Switch to verb-based titles only when the user is actively interacting with the visualization (e.g., sliders, what-if tools).
Examples:
- Noun-based: “Prediction Error”, “Variable Importance”, “Objective Trade-offs”
- Verb-based (for interactive tools): “Simulate Process Changes”, “Compare Candidate Experiments”
🔑 2️⃣ Subtitle (Method, Plot Type, or User Action)
Use subtitles to clarify the technical method, visualization type, or the user action the visualization supports.
Subtitles should be short and placed in parentheses or as a secondary label beneath the title.
They bridge the gap between plain-language titles and more technical or interactive context.
Examples:
- “(Bar Plot using SHAP Values)”
- “(Compare Error Metrics Across Outputs)”

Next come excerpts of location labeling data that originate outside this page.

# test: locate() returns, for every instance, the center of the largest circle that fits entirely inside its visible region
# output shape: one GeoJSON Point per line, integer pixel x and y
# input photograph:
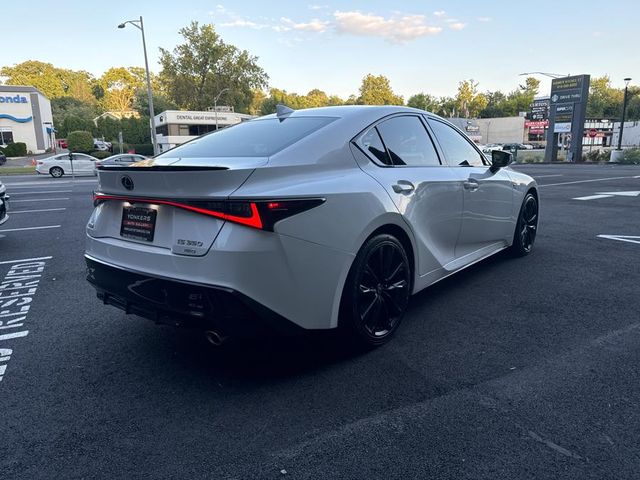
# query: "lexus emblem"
{"type": "Point", "coordinates": [127, 182]}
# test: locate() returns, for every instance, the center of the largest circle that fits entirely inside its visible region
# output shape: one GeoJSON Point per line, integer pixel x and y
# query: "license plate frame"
{"type": "Point", "coordinates": [138, 223]}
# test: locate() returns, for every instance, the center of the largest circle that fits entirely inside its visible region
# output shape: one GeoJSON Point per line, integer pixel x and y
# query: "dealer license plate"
{"type": "Point", "coordinates": [138, 223]}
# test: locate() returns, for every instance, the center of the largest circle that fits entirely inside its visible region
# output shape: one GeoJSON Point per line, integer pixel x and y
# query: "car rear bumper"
{"type": "Point", "coordinates": [4, 207]}
{"type": "Point", "coordinates": [183, 304]}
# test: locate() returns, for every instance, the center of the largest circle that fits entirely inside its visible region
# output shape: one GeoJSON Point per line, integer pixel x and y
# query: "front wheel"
{"type": "Point", "coordinates": [527, 227]}
{"type": "Point", "coordinates": [56, 172]}
{"type": "Point", "coordinates": [376, 293]}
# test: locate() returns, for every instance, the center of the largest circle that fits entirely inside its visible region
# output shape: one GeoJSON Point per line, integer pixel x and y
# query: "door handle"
{"type": "Point", "coordinates": [403, 186]}
{"type": "Point", "coordinates": [471, 185]}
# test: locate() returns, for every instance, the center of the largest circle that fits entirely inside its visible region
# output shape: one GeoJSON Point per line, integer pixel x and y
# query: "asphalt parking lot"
{"type": "Point", "coordinates": [513, 369]}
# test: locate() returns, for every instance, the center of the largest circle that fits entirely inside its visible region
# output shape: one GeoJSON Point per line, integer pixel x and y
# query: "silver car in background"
{"type": "Point", "coordinates": [304, 220]}
{"type": "Point", "coordinates": [62, 164]}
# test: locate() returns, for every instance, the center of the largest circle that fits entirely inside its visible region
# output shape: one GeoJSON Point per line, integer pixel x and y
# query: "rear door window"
{"type": "Point", "coordinates": [408, 142]}
{"type": "Point", "coordinates": [457, 149]}
{"type": "Point", "coordinates": [257, 138]}
{"type": "Point", "coordinates": [373, 145]}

- “(User Input: What-If Simulation Results)”
🔑 3️⃣ Tooltip/Info Icon
Tooltips are used to explain technical terms, provide brief guidance, and aid in interpretation.
These are ideal for helping new or non-technical users understand what the visualization represents.
Examples:
- SHAP Values: “Estimates how much each feature contributes to the model’s prediction.”
- Pareto Front: “Shows the best trade-offs between conflicting objectives.”
- SHAP Values: “Estimates how much each feature contributes to the model’s prediction.”
✨ General Guidelines for Table and Plot Naming
✅ Consistency: Use the same title/subtitle structure across all sections.
✅ Avoid Jargon in Titles: Place any complex terms in subtitles or tooltips.
✅ Scannability: Aim for 3–6 word titles that are easily readable.
✅ Action-Oriented Only When Needed: Use verbs only when users interact directly with the plot.
✅ User-Centric: Align phrasing with how chemists, engineers, and analysts actually describe their tasks.